Faruque Hassan, President, BGMEA
Bangladesh Garment Manufacturers and Exporters Association (BGMEA) has expressed concern over finance minister’s proposal to increase the source tax on export earnings to 1% from 0.5% in the national budget for the FY23.
“We hope the honourable prime minister and the finance minister will consider keeping the source tax in the garment industry at 0.5%. The industry will get relief in the current crisis if a 0.5% source tax on exports remains effective for the next five years,”

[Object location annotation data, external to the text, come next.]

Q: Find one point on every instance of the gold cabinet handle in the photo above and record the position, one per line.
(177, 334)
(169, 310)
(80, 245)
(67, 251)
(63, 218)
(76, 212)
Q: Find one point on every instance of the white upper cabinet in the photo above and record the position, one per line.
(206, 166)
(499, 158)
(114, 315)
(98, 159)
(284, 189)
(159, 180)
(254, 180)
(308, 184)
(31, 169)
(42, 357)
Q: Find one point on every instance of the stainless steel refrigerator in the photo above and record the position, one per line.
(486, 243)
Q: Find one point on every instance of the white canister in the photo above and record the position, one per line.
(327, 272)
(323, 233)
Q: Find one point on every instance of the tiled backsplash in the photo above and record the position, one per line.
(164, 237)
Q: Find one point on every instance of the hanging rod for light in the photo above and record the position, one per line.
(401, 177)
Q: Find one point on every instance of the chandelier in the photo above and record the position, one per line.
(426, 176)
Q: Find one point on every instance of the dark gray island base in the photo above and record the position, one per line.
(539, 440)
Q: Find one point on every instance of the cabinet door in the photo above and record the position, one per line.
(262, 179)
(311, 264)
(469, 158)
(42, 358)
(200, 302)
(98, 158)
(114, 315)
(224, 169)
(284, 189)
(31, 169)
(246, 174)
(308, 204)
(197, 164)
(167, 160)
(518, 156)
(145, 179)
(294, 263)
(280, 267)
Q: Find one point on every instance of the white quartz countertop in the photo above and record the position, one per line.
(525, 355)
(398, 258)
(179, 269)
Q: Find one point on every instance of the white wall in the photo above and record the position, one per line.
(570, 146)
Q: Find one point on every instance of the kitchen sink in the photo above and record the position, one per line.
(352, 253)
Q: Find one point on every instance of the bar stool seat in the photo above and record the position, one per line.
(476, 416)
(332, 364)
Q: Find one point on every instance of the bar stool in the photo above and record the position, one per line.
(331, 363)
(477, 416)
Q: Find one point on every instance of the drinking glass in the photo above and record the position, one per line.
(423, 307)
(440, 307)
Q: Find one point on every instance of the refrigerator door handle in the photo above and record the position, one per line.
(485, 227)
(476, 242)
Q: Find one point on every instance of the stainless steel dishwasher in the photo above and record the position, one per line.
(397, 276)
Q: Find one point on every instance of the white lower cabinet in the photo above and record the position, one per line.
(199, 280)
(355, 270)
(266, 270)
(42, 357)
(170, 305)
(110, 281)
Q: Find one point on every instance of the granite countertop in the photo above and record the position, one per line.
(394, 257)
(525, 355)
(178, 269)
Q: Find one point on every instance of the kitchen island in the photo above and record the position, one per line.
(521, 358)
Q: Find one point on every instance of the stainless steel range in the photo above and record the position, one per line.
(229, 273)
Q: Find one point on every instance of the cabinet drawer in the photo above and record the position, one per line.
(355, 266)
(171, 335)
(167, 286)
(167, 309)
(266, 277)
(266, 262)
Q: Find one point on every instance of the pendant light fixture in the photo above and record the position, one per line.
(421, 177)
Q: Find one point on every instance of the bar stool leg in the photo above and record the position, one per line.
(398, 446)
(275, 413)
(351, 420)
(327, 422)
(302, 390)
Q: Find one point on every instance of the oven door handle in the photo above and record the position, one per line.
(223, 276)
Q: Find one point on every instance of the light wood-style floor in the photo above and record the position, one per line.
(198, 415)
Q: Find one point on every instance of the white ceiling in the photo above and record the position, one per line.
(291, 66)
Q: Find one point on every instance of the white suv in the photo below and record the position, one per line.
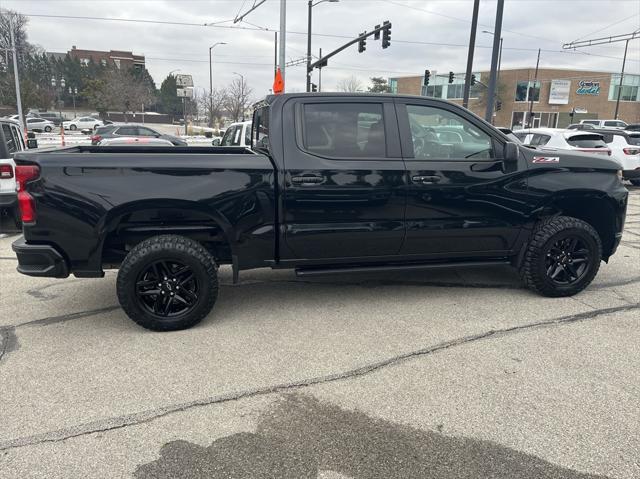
(618, 124)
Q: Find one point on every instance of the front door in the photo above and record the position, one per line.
(344, 180)
(460, 201)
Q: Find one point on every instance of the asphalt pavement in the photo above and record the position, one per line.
(450, 374)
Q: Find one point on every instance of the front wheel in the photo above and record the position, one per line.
(562, 257)
(167, 283)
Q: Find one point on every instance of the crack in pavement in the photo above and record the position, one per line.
(119, 422)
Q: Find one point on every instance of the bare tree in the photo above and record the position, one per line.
(237, 99)
(350, 84)
(215, 105)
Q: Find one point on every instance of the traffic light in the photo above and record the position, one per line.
(386, 34)
(362, 43)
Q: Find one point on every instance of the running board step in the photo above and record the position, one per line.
(396, 267)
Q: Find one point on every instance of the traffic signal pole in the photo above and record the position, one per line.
(472, 46)
(494, 62)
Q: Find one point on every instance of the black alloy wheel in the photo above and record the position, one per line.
(167, 288)
(567, 260)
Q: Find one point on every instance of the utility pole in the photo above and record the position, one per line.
(532, 90)
(472, 46)
(494, 61)
(15, 75)
(624, 60)
(283, 34)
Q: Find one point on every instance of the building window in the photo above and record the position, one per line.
(630, 88)
(528, 91)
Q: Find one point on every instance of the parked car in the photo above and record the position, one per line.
(555, 138)
(238, 134)
(55, 118)
(625, 149)
(581, 126)
(605, 123)
(40, 125)
(509, 134)
(134, 141)
(130, 130)
(11, 142)
(82, 123)
(336, 184)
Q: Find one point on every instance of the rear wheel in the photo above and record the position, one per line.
(562, 257)
(167, 283)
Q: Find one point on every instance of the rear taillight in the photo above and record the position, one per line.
(26, 203)
(6, 172)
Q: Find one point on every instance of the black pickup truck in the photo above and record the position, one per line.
(333, 183)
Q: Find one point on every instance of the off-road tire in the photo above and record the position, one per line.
(547, 232)
(167, 248)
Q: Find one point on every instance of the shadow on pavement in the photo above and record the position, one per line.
(300, 437)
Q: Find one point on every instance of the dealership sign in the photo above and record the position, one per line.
(587, 87)
(559, 92)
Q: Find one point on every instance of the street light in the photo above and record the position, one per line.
(73, 92)
(311, 4)
(59, 90)
(211, 84)
(499, 60)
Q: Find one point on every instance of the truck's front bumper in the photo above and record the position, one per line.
(39, 260)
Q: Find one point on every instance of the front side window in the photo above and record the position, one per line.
(344, 130)
(442, 134)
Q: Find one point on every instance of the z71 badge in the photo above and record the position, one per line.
(546, 159)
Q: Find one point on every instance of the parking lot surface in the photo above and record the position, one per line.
(456, 374)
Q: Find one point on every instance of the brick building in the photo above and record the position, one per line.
(556, 93)
(117, 58)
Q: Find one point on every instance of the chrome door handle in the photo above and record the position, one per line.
(426, 180)
(307, 180)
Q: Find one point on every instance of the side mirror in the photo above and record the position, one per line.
(511, 152)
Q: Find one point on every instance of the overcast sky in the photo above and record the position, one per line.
(429, 34)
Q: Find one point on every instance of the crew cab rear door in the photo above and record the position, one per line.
(460, 201)
(344, 179)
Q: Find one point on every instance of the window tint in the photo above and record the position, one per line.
(440, 134)
(143, 131)
(587, 141)
(127, 131)
(227, 139)
(344, 130)
(9, 138)
(539, 139)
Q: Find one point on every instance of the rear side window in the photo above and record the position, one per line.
(587, 141)
(344, 130)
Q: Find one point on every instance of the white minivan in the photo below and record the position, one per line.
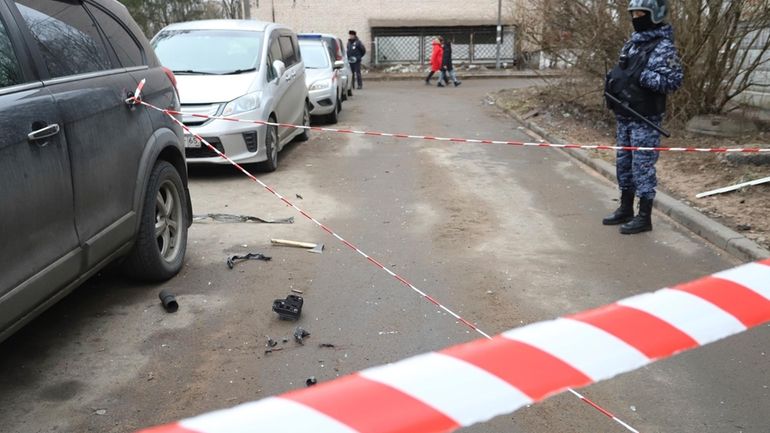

Mohammad Hatem, Executive President, BKMEA
“We hope the honourable prime minister, the finance minister, NBR, will consider keeping the source tax in the garment industry at 0.5%. If the government would not issue further SRO the tax would be one per cent which will affect the RMG sector badly.
Mohammad Ali Khokon, President ,BTMA
BTMA thinks this budget is investment friendly and will support the primary textile sector. has BTMA expressed concern over the finance minister’s proposal to increase the source tax on export earnings to 1% from 0.5% in the national budget for FY23. BTMA urged the govt to keep its previous import tax on Transmission or Conveyer belt.
Rizwan Rahman, President, DCCI
Corporate tax rate should be reduced to be more competitive not only in the international market but also in the local market. We need to promote export diversification. Equal corporate tax for RMG and non-RMG export sectors will facilitate the diversification process. A target of 24.9% investment from the private sector has been made.
Anwar-ul Alam Chowdhury (Parvez), President, BCI
Bangladesh Chamber of Industries (BCI) has urged the government to review and reconsider raising the source tax on exports to 1% from the existing 0.5%, saying this might hamper export performance amid the ongoing global crises induced by the pandemic and the Russia-Ukraine war.
Saiful Islam, President, MCCI
MCCI has always suggested meaningful structural changes in the tax administration so that it could aptly carry out revenue collection.
For technological upgradation, special low-cost funds should be created in line with 4IR and 8th Five Years Plan enabling export-oriented industries to improve their capacity and efficiency. The size of the Export Development Fund (EDF) needs to be raised to at least $10 billion from $7.5 billion and should be accessible to all the exporters.